06.10.2016

Korrelierte Magnete aus einzelnen Atomen

Entstehung antiferromagnetischer Korrelationen in eindimensionalen Vielteilchensystemen beobachtet.

Die Festkörper­physik weist eine Vielfalt interes­santer Phänomene auf, die zum Teil noch nicht vollständig erklärt werden können. Experimente mit fer­mionischen Atomen in optischen Gittern kommen dem Verhalten von Elektronen in Festkörper­kristallen sehr nahe und stellen somit einen gut steuerbaren Quanten­simulator solcher Systeme dar. Nun hat ein Team von Wissenschaft­lern um Immanuel Bloch und Christian Groß am Max-Planck-Institut für Quanten­optik in einer Kette aus fer­mionischen Atomen die Entstehung einer antiferro­magnetischen Ordnung über eine Korrelations­länge von mehreren Gitter­plätzen beobachtet.

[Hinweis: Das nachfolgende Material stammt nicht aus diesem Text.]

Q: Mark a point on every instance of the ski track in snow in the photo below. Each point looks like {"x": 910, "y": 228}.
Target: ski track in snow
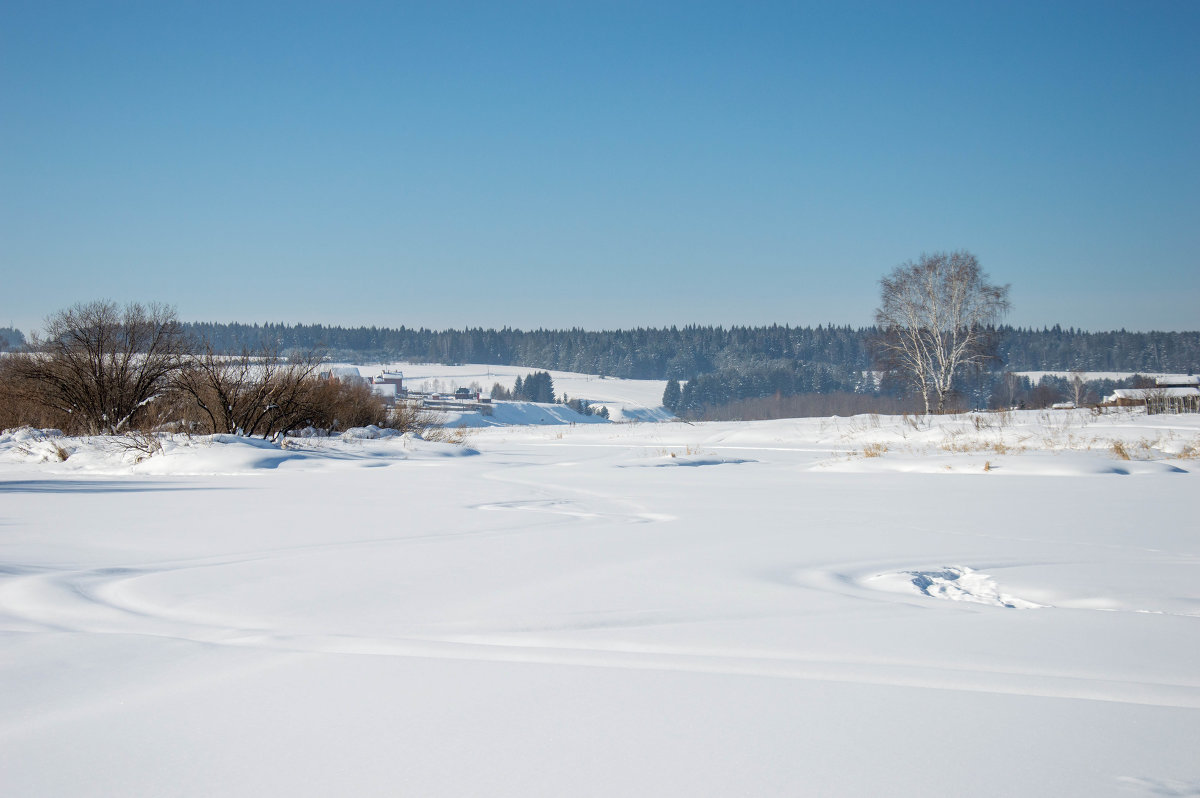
{"x": 107, "y": 601}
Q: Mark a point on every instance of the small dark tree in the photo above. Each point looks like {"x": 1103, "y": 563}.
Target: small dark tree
{"x": 252, "y": 394}
{"x": 672, "y": 395}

Abb.: Eindimensionale atomare Ketten: Die dicken waagerechten Linien markieren die Barriere zwischen den unterschiedlichen Ketten. Die Atome haben aufwärts und abwärts gerichtete magnetische Momente . (Bild: M. Boll / MPQ)

Im Gegensatz zum Ferro­magnetismus ist Anti­ferromagne­tismus durch eine alter­nierende Ausrichtung der magne­tischen Momente der Elektronen bzw. Atome gekenn­zeichnet. Indem die Wissen­schaftler ihr Quanten­gas-Mikroskop mit modernen Techniken für die Positio­nierung einzelner Teilchen kombinierten, konnten sie gleich­zeitig Spin- und Dichte-Verteilung mit einer für einzelne Atome und einzelne Gitter­plätze empfindlichen Auflösung beobachten. Durch die Simulation der in makro­skopischen Kristallen herrschenden Bedin­gungen mit fermionischen Quanten-Viel­teilchen­systemen hofft man, ein besseres Verständnis von Phänomenen wie z.B. der Hochtem­peratur-Supra­leitung zu erzielen.

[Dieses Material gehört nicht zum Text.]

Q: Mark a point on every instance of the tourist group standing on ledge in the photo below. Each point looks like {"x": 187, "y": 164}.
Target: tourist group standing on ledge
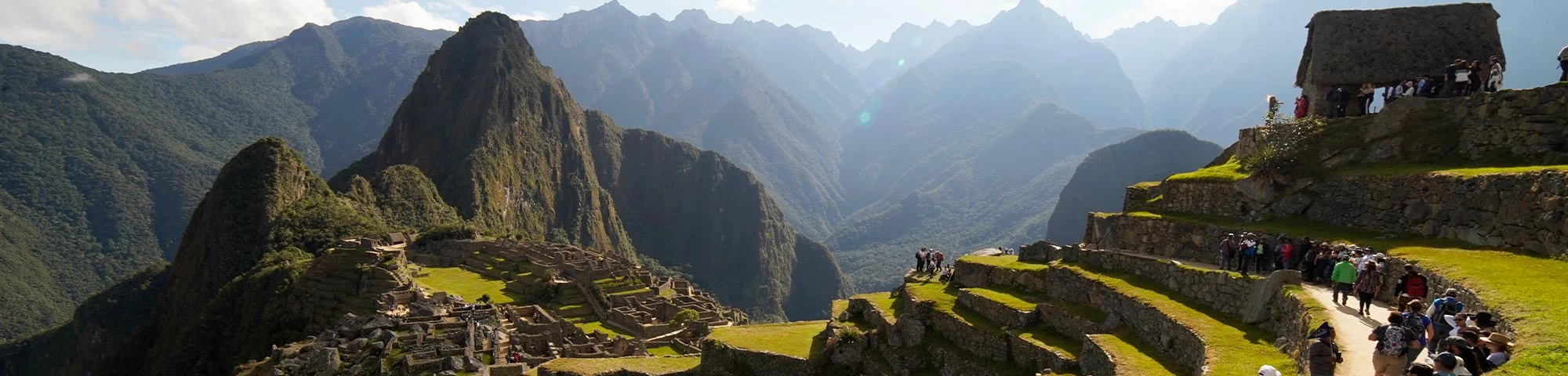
{"x": 1457, "y": 342}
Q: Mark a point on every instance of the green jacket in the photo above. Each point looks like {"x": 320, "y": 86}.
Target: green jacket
{"x": 1345, "y": 273}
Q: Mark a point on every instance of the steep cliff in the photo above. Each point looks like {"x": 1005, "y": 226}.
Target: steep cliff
{"x": 1098, "y": 183}
{"x": 506, "y": 143}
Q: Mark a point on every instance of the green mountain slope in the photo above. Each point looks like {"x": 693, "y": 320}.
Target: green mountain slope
{"x": 515, "y": 154}
{"x": 101, "y": 172}
{"x": 1102, "y": 181}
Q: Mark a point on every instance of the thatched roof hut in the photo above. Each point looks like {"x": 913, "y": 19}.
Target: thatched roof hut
{"x": 1392, "y": 46}
{"x": 1388, "y": 46}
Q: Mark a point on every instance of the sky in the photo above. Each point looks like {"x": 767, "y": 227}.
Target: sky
{"x": 137, "y": 35}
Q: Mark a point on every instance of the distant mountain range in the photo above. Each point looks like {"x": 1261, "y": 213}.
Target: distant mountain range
{"x": 956, "y": 137}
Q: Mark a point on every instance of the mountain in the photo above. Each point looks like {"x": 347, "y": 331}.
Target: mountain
{"x": 957, "y": 161}
{"x": 907, "y": 48}
{"x": 101, "y": 172}
{"x": 230, "y": 294}
{"x": 1086, "y": 74}
{"x": 503, "y": 140}
{"x": 1218, "y": 84}
{"x": 1145, "y": 48}
{"x": 1098, "y": 184}
{"x": 692, "y": 81}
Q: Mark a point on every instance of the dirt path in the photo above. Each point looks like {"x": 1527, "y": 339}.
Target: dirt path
{"x": 1352, "y": 330}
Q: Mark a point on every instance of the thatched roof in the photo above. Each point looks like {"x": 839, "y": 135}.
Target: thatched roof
{"x": 1387, "y": 46}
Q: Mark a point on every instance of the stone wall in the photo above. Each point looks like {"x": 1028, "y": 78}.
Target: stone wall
{"x": 1153, "y": 327}
{"x": 1501, "y": 211}
{"x": 1164, "y": 239}
{"x": 1221, "y": 200}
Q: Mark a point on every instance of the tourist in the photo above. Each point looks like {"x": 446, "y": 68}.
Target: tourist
{"x": 1368, "y": 93}
{"x": 1393, "y": 342}
{"x": 1420, "y": 371}
{"x": 1323, "y": 355}
{"x": 1563, "y": 63}
{"x": 1442, "y": 313}
{"x": 1227, "y": 251}
{"x": 1368, "y": 281}
{"x": 1345, "y": 275}
{"x": 1498, "y": 347}
{"x": 1418, "y": 324}
{"x": 1412, "y": 286}
{"x": 1495, "y": 84}
{"x": 1456, "y": 78}
{"x": 1476, "y": 79}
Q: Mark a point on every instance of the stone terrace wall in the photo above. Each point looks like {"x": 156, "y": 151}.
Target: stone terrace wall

Im Experiment wurde zunächst eine Wolke von fermio­nischen Lithium-6-Atomen auf extrem tiefe Tempe­raturen, etwa einem Millionstel Kelvin über dem absoluten Nullpunkt, gekühlt. Diese ultra­kalten Fermionen wurden mit Licht­feldern eingefangen und in eine Ebene gezwungen, die in einem weiteren Schritt in einzelne ein­dimensionale Röhrchen auf­gespalten wurde. Schließlich wurde entlang der Röhrchen ein optisches Gitter eingeschaltet, welches das periodische Potential nachahmt, das die Elektronen in einem echten Material spüren.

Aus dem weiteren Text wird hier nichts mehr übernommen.